Hunter's slim booklets were published by a company named Quality Music Co., who gave an address of 21b Prince of Wales Terrace, London W8; they were later to be found in Denmark Street, the Tin Pan Alley of music in London. They were able to obtain a small supply of paper in 1944 and used it to publish three titles by Hunter: Collection of Monologues and Sketches (14 pages), Vent Act and One Act Play (16 pages, with J. O. Sones) and Collection of Six Stories (24 pages). It is unlikely that they published any further "books", but the company remained active; as Quality Music Co.
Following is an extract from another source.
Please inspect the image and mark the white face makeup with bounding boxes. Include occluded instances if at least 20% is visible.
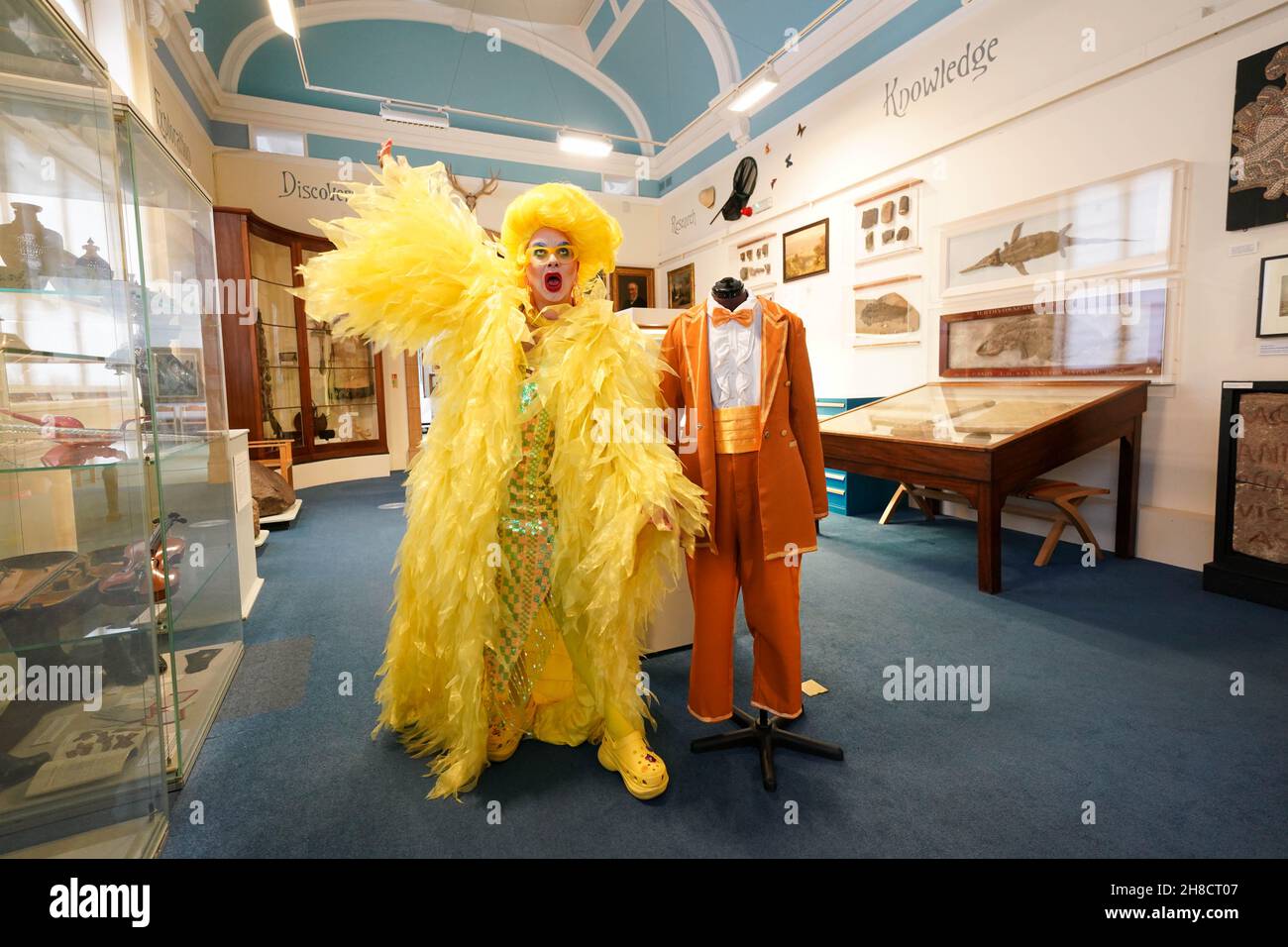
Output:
[525,227,580,309]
Ltd. it was registered in May 1956 although it was eventually struck from the Company Register due to inactivity in 1977.

Hunter's final book was a collection of short stories, Murders While You Wait, published by Alliance Press in 1945, priced 1/6 for its 60 pages. Its scarcity means that even Al Hubin's Crime Fiction Bibliography doesn't list the contents of the book. The FictionMags Index doesn't list any short stories for Hunter, nor have I found any other stories from his pen. However, we do have a little background biography for him.
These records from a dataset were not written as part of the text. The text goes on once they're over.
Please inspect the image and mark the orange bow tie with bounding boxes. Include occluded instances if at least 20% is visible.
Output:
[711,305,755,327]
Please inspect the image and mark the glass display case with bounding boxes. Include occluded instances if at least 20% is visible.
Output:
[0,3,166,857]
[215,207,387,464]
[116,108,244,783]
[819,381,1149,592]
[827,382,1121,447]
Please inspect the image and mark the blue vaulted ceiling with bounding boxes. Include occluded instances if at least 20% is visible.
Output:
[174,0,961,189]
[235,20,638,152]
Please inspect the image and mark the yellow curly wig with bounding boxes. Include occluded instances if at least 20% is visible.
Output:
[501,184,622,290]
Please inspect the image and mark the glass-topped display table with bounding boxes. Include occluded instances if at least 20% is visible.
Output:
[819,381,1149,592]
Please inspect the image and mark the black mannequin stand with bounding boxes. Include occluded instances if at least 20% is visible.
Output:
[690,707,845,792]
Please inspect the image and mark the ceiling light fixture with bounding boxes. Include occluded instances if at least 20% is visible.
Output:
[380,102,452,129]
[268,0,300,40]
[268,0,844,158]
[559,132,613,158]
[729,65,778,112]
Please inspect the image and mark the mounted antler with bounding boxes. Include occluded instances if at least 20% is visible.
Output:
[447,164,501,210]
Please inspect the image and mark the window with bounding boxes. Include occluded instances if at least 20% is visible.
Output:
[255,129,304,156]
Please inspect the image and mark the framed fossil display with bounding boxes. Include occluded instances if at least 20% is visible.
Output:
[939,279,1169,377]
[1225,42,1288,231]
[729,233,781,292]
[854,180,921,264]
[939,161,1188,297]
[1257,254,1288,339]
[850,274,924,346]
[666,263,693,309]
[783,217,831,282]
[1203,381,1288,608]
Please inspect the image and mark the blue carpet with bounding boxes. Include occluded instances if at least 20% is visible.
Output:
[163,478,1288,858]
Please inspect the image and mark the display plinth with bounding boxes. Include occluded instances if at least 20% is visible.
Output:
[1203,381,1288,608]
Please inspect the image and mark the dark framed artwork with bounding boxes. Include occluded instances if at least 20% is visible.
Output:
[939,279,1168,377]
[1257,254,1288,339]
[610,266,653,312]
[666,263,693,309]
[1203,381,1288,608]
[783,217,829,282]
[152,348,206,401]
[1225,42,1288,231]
He was born in Portsmouth, Hampshire, on 12 September 1889, the third of five children of Thomas R. W. Hunter, a professor of music, and his wife Agnes. He grew up in Portsmouth and by the age of 21 had become a shipwright at H.M. Dockyard, still living with his parents.

He met Annie Daisy Francis—the daughter of tobacconist and hairdresser David Francis—during the war and they had a son, Kenneth Brandon Claude Hunter, born in June 1918; they married soon after and had a second son, Vernon, in 1920. Phyllis V. Hunter (later Connolly) followed in 1924 and a boy who died at birth in 1928.

Hunter was working as a representative for a combustion engineering firm living at 7 Pensford Avenue, Richmond, Surrey. In his early fifties, he served as an A.R.P. Warden during the Second World War.

Shortly after V.E. Day, Hunter's son, Vernon, was working as the manager of The Regal cinema in Foleshill Road, Coventry. Vernon had married Norah Lester Rands in 1941 but had separated from her and was living alone at 298b Foleshill Road. On Sunday, 22 July 1945, Claude Hunter received a phone call from a member of staff at the cinema saying that his son had not been seen for several days. Hunter took the night train from London and arrived in Coventry on Monday morning.

At first everything seemed to be in order at the house in Foleshill Road, but he received no answer to his knocking. He returned to the house later that morning and gained entry via a window; inside he found two letters on a table, one of them addressed to himself. Locating the source of a smell of gas, he found his son dead on a mattress in the scullery in front of the gas stove. Cracks under the door and window were stopped up with paper.

An inquest held two days later revealed that Vernon had been in poor health his whole life due to a poor heart; further strain had been put on his health by his A.R.P. work during the blitzes. Death had occurred three days before his body was found, and the Coroner recorded a verdict of "Suicide whilst the balance of his mind was disturbed."

Hunter's writing career seems to have come to an end shortly after. Hunter, who was also known as Kenneth Claude Hunter, was living at Mile End Cottage, Newton Poppleford, Devon, when he died on 14 December 1964 at The City Hospital, Exeter, Devon, aged 75.